Two things jump out. First, the customers Seq Scan throws away 195k rows to keep 4k — an index on customers(country) would help. Second, the inner Index Scan runs 4,120 times and filters out almost everything it fetches. A composite index on orders(customer_id, created_at) lets the index condition do both jobs:

CREATE INDEX ON customers (country);
CREATE INDEX ON orders (customer_id, created_at);

After that, the planner might switch to a Hash Join with two Index Scans, or keep the Nested Loop but with the inner side now doing zero useless heap fetches. Either way, the Rows Removed by Filter numbers should collapse.

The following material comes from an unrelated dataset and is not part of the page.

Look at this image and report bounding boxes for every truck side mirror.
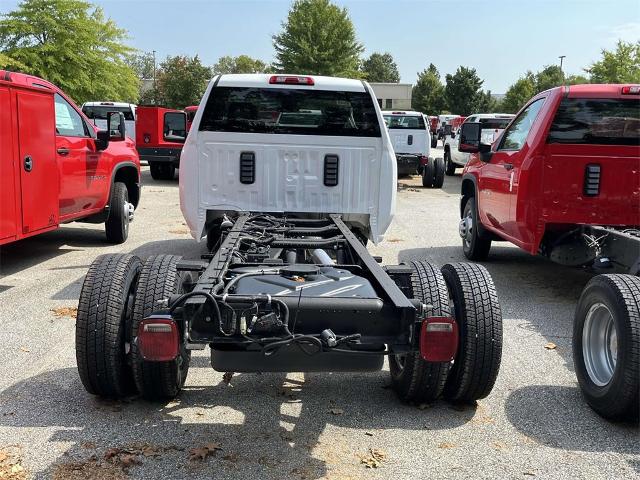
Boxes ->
[458,122,482,153]
[107,112,127,142]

When the estimates are wrong

Bad estimates usually trace back to one of a few causes:

  • Stale statistics. ANALYZE table_name; refreshes them. Autovacuum normally handles this, but after a bulk load we want to do it explicitly.
  • Correlated columns. The planner assumes columns are independent. If country and city correlate strongly, estimates for WHERE country='UA' AND city='Kyiv' will be off. CREATE STATISTICS (extended statistics) fixes this:
    CREATE STATISTICS orders_country_city (dependencies)
      ON country, city FROM addresses;
    ANALYZE addresses;
  • Low default_statistics_target. The default of 100 is fine for most columns. For a column with a highly skewed distribution, bumping it to 1000 on that specific column with ALTER TABLE ... ALTER COLUMN ... SET STATISTICS 1000 gives the planner a better histogram.
Tooling

The raw text output is fine for short plans. For anything bigger, explain.depesz.com and explain.dalibo.com render the plan as a tree with the slowest nodes highlighted. I paste plans into Depesz reflexively now — the colour-coding for "row estimate off by 100x" saves a lot of eyeball time.

Things to keep in mind
  • EXPLAIN ANALYZE adds measurement overhead. A query that runs in 50 ms might report 80 ms under ANALYZE because of the per-row timing calls. The shape of the plan is reliable; the absolute numbers drift a bit.
  • The first run of a query often reads from disk; the second run hits cache. Run it twice and compare Buffers before drawing conclusions about I/O.
  • Parallel plans report per-worker timings. The Gather node shows the wall time; the children show the average across workers.
What I'd Recommend

Make EXPLAIN (ANALYZE, BUFFERS) the default reflex when a query is slow, before reaching for indexes, query rewrites, or pg_stat_statements. Most slow queries I've debugged were one of three things: a missing index, a bad row estimate, or a plan that looked fine but ran 10,000 inner loops. The plan tells us which one, and the fix follows from the diagnosis.